Whiting was no stranger to tragedy, as brother Nick had passed away in 1990. “On a personal basis, obviously it affected the family,” he admitted. “On a professional basis I don't think it affected my work. Life was quite difficult for a while but we had to get on with it. Certainly Nick would have wanted me to get on with it.”
And he did just that, encouraging others to chase their dreams as he had done. Right to the end, he admitted that pressing the button to initiate the red light race starting sequence still gave him an immense buzz, and he cheerfully ate up the endless travel, not just to every race but often to far-flung new venues which he would investigate and then monitor continuously as construction progressed. It was work that he loved, as was the interplay with drivers at the regular at-race briefings which he chaired.
“I think they [the drivers] are very responsible and they are all trying to give us input to make cars safer, driving safer and tracks safer,” he told GP Week. “We have regular meetings with the GPDA (the Grand Prix Drivers’ Association). We can't do everything they want, but we always endeavour to take their views into account. Going back to the drivers from the early years, my recollection is that it was more like an opportunity to give them instructions. Nowadays, it's more like a meeting, a discussion, in order to share views. It's more informal and we seldom have any stand-up shouting matches, which used to happen with one of our previous presidents! Sometimes the race director would start shouting at drivers, but that doesn't happen anymore, either.”

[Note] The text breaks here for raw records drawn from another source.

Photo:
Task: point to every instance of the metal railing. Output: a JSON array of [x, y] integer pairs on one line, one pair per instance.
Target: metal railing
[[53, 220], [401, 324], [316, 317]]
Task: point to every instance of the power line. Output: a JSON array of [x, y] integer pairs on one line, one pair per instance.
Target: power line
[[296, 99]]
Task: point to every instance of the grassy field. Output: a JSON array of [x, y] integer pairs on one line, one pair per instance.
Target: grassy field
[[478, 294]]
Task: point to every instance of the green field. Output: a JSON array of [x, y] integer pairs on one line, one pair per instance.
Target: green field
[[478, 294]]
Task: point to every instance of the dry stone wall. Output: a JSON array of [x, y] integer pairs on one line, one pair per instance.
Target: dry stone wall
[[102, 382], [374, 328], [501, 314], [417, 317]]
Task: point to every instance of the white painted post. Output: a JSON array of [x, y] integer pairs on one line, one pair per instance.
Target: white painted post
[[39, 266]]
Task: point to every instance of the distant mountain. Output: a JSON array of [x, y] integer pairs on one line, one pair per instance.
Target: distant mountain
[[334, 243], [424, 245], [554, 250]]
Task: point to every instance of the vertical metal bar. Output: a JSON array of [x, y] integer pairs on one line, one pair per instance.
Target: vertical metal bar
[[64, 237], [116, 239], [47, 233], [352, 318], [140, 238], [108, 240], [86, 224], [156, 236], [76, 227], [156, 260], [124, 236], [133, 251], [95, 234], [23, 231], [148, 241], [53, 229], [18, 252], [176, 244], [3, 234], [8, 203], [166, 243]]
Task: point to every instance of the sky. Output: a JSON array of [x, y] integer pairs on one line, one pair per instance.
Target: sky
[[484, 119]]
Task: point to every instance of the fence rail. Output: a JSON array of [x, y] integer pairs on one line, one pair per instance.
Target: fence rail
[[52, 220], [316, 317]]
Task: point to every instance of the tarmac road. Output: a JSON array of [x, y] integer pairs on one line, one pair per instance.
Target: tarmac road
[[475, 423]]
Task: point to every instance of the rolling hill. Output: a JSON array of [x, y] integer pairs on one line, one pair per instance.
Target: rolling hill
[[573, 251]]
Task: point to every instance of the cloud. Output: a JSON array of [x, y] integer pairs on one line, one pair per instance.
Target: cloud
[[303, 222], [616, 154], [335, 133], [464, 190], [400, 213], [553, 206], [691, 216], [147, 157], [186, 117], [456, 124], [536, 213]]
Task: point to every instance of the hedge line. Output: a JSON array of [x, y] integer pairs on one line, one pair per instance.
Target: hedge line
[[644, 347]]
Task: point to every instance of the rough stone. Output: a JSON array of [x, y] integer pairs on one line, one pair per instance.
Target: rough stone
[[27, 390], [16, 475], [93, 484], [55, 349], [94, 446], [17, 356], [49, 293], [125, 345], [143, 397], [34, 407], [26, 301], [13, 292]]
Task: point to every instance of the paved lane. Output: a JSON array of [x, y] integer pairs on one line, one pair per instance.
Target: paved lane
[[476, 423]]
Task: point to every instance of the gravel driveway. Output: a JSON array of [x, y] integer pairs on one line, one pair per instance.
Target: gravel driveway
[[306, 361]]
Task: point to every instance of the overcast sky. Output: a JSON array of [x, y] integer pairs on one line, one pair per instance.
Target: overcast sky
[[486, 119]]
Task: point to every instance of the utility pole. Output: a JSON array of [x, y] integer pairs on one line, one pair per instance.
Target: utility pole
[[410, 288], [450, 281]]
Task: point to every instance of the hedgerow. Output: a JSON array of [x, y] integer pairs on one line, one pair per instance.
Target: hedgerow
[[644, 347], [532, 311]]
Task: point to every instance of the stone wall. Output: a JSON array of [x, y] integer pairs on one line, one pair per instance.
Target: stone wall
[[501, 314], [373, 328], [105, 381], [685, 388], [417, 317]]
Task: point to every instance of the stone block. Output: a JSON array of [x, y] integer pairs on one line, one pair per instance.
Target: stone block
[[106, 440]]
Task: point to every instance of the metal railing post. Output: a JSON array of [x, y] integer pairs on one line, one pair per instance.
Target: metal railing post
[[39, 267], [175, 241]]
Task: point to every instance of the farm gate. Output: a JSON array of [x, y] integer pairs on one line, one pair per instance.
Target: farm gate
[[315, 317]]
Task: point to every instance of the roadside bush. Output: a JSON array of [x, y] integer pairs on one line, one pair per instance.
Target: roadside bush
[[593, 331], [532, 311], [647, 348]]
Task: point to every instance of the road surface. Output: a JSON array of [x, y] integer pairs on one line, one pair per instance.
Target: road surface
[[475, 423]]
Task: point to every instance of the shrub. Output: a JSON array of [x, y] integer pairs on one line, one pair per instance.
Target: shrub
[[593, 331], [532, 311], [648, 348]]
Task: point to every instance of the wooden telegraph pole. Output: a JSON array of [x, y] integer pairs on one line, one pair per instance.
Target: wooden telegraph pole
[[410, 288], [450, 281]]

That was another reason why he commanded such respect. The drivers appreciated that he was a racer who understood their concerns, and would listen. He merely smiled when Sebastian Vettel offered a personal rant at his expense during the Mexican GP in 2016.
At every opportunity, Charlie would spend as much time as he could with his wife and two children. Outside of that, Formula 1 was a life he lived to the fullest, a racer to the end.
As with all great F1 characters, he leaves a huge void with his passing.